Your implication that having unions without the possibility of reading their inactive members makes them useless is wrong. Consider the following simplified implementation of a string class:
class string {
char* data_;
size_t size_;
union {
size_t capacity_;
char buffer_[16];
};
string(const char* str) : size_(strlen(str)) {
if (size_ < 16)
data_ = buffer_; // short string, buffer_ will be active
else {
capacity_ = size_; // long string, capacity_ is active
data_ = new char[capacity_ + 1];
}
memcpy(data_, str, size_ + 1);
}
bool is_short() const { return data_ == buffer_; }
...
public:
size_t capacity() const { return is_short() ? 15 : capacity_; }
const char* data() const { return data_; }
...
};
Here, if the stored string has less then 16 characters, it is stored in buffer_
and data_
points to it. Otherwise, data_
points to a dynamically-allocated buffer.

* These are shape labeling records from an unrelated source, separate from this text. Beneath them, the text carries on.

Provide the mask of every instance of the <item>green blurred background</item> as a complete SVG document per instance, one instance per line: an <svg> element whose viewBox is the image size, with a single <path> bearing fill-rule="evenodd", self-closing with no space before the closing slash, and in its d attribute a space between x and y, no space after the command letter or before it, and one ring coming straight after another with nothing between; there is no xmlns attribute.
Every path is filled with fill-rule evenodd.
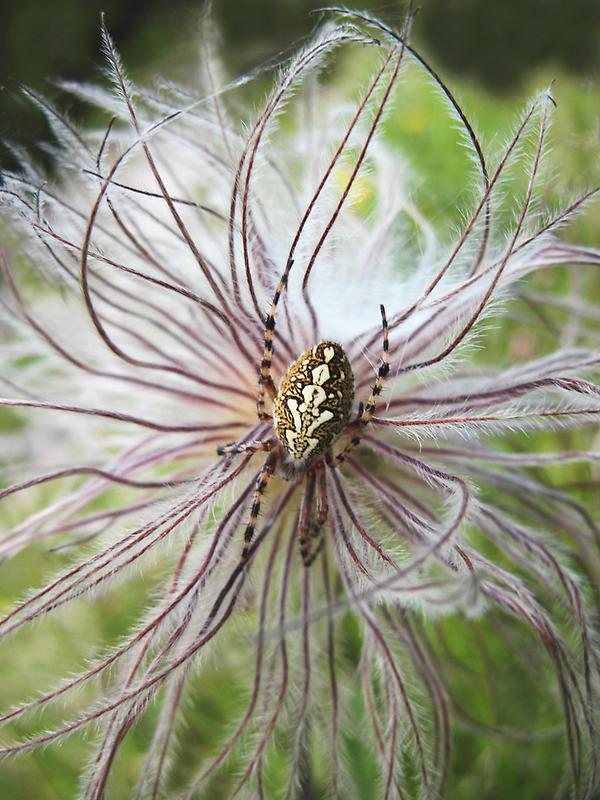
<svg viewBox="0 0 600 800"><path fill-rule="evenodd" d="M222 31L221 51L229 71L237 74L268 58L293 49L316 24L309 12L325 5L316 0L216 0L214 15ZM397 3L347 3L368 8L399 25L403 7ZM61 108L82 123L89 110L61 95L52 79L100 80L100 11L134 79L151 80L167 75L185 80L185 67L199 44L198 18L202 3L193 0L134 3L125 0L83 2L83 0L0 0L0 141L18 142L44 158L39 144L49 136L42 116L19 96L17 82L52 97ZM483 132L485 141L498 145L533 93L556 78L554 88L558 109L555 113L551 171L558 177L549 185L546 200L561 203L571 191L583 190L600 182L600 3L598 0L424 0L414 27L414 41L456 90L470 117ZM343 80L364 84L360 68L347 71ZM388 122L388 135L405 152L413 171L420 177L417 199L438 228L458 221L470 188L464 152L447 116L424 82L418 79L404 85L398 108ZM0 144L0 163L11 163L10 154ZM51 166L49 164L49 166ZM571 225L566 236L574 241L600 245L598 207L592 208ZM542 276L545 291L567 293L570 278L565 272ZM592 295L600 295L600 284L593 278ZM561 320L558 320L560 324ZM498 365L531 357L553 346L551 332L540 326L514 324L487 334L482 358L493 358ZM1 422L1 420L0 420ZM551 437L550 437L551 438ZM527 447L552 448L549 437L530 437ZM562 447L585 447L577 435L561 433ZM523 444L515 436L514 445ZM549 480L589 479L587 467L581 474L553 473ZM582 500L593 503L589 496ZM2 520L6 522L6 520ZM28 586L38 586L67 556L49 554L38 546L19 556L10 565L0 565L0 610ZM54 679L82 664L85 653L94 647L118 640L132 624L153 585L162 572L149 570L142 582L131 581L94 603L74 605L49 624L24 631L8 644L10 671L0 661L0 707L11 704L15 696L24 699L34 686L49 686ZM344 623L345 624L345 623ZM536 688L517 663L512 647L525 647L522 631L513 631L513 645L498 635L493 626L448 620L439 626L443 641L452 653L442 652L453 685L466 711L494 724L497 707L508 708L515 728L532 725L551 727L559 721L551 704L528 702ZM486 634L487 649L478 645ZM352 671L356 654L352 641L358 634L347 623L348 653L344 667ZM3 651L4 652L4 651ZM2 658L2 653L0 653ZM485 659L495 665L496 681L490 685L482 676ZM460 660L471 666L465 672ZM539 669L537 690L552 693L552 678L546 662L532 662ZM531 666L531 665L530 665ZM182 775L198 756L213 752L215 730L239 712L239 697L230 681L235 665L222 663L220 670L203 674L197 680L198 696L190 702L188 733L182 746ZM231 669L228 672L228 668ZM535 683L535 681L533 682ZM540 688L541 687L541 688ZM91 699L87 697L87 699ZM360 698L357 696L357 719ZM496 710L495 710L496 709ZM134 731L118 766L118 787L108 800L128 800L129 783L143 763L151 736L151 718ZM59 717L57 716L56 719ZM360 722L357 722L357 731ZM26 734L19 726L15 736ZM376 800L372 789L369 755L361 746L357 731L346 730L345 748L350 768L355 772L361 800ZM465 726L459 726L450 781L451 800L548 800L556 794L563 771L564 749L560 739L524 743L520 740L490 740ZM362 749L361 749L362 747ZM77 773L85 758L86 743L75 737L62 748L50 748L0 765L0 800L66 800L73 796ZM280 754L281 757L281 754ZM273 756L275 758L275 756ZM234 764L233 767L238 765ZM228 796L227 777L212 787L211 797ZM318 786L307 789L306 800L320 797ZM311 793L312 792L312 793ZM561 797L560 792L556 794Z"/></svg>

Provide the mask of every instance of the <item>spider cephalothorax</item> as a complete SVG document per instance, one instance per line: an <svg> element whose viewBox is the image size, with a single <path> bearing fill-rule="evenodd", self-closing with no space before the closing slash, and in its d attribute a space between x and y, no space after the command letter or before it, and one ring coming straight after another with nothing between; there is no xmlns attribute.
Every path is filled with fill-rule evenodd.
<svg viewBox="0 0 600 800"><path fill-rule="evenodd" d="M348 356L336 342L319 342L302 353L283 376L279 388L271 377L273 334L277 305L287 286L293 265L290 259L281 276L271 310L265 320L263 357L256 398L259 422L273 422L275 436L259 441L240 441L219 447L222 456L238 453L267 452L268 456L256 480L250 520L244 533L242 559L250 554L254 529L263 495L271 476L279 471L286 480L302 485L302 503L298 517L298 541L305 566L310 566L322 546L321 532L327 521L326 468L337 469L362 437L362 429L371 420L383 383L389 372L388 325L385 309L380 306L383 324L383 356L366 405L359 403L358 414L351 421L354 402L354 375ZM265 394L273 401L273 416L265 408ZM334 455L337 439L350 434L347 444Z"/></svg>

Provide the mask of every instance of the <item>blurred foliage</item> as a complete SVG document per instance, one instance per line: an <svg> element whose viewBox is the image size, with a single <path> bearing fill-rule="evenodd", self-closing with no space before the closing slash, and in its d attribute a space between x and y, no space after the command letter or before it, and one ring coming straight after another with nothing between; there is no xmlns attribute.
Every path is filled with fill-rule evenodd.
<svg viewBox="0 0 600 800"><path fill-rule="evenodd" d="M319 22L323 0L214 0L222 52L233 72L293 49ZM401 26L403 0L352 0ZM51 81L97 80L100 14L133 76L148 68L177 73L197 47L203 0L2 0L0 26L0 165L12 163L2 142L27 147L48 138L41 114L20 96L22 83L60 96ZM423 0L416 41L444 66L487 87L514 89L532 68L550 65L585 77L600 71L597 0ZM61 98L76 116L83 108ZM68 103L68 105L65 105ZM600 109L598 109L600 111ZM3 152L4 150L4 152Z"/></svg>

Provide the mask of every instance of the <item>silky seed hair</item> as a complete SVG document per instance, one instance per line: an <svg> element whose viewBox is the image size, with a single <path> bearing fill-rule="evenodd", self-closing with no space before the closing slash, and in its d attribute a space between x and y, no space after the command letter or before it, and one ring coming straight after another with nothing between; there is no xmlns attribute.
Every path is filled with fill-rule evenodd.
<svg viewBox="0 0 600 800"><path fill-rule="evenodd" d="M585 284L584 267L600 266L597 250L556 237L594 191L540 215L548 92L488 153L405 33L336 14L248 125L239 105L229 114L210 53L201 89L146 90L105 30L111 91L71 88L106 130L79 131L40 99L60 180L27 154L0 180L18 242L14 258L0 252L0 404L24 425L16 447L0 426L0 569L13 585L23 561L10 558L26 547L40 572L64 566L0 618L14 677L0 681L3 774L8 756L64 741L74 759L91 750L82 800L339 797L360 793L363 764L378 800L441 798L464 782L463 745L494 764L508 752L495 748L527 741L509 745L515 774L529 781L538 762L544 786L597 796L600 530L581 497L597 485L585 471L575 489L561 483L598 461L581 447L600 419L600 339L583 321L597 318L595 294L521 280L567 264ZM377 63L348 114L315 71L355 46ZM415 207L426 181L414 192L395 135L378 135L386 115L396 131L387 112L409 59L473 156L476 196L456 232ZM310 125L276 130L287 102L310 104ZM504 198L507 232L498 188L516 160L529 186ZM351 202L359 178L368 214ZM508 308L517 298L513 324L544 320L548 352L513 364L507 325L502 358L490 350L482 370L468 339L499 292ZM302 373L306 398L284 383L334 345L354 389L341 381L322 420L324 351ZM131 587L132 574L144 580ZM86 605L108 609L112 642L88 648L88 627L79 641ZM48 661L52 686L36 665L56 613L70 646L55 652L78 651ZM96 740L67 750L84 729ZM488 778L469 768L479 796Z"/></svg>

Consequently, you can distinguish between both cases (short/long string) by comparing data_
with buffer_
. When the string is short, buffer_
is active and you don't need to read capacity_
, since you know it is 15. When the string is long, capacity_
is active and you don't need to read buffer_
, since it is unused.
Exactly this approach is used in libstdc++. It is a bit more complicated there since std::string
is just a specialization of std::basic_string
class template, but the idea is the same. Source code from include/bits/basic_string.h
:
enum { _S_local_capacity = 15 / sizeof(_CharT) };
union
{
_CharT _M_local_buf[_S_local_capacity + 1];
size_type _M_allocated_capacity;
};
It can save a lot of space if your program works with a lot of strings at once (consider, e.g., databases). Without union, each string
objects would take 8 more bytes in memory.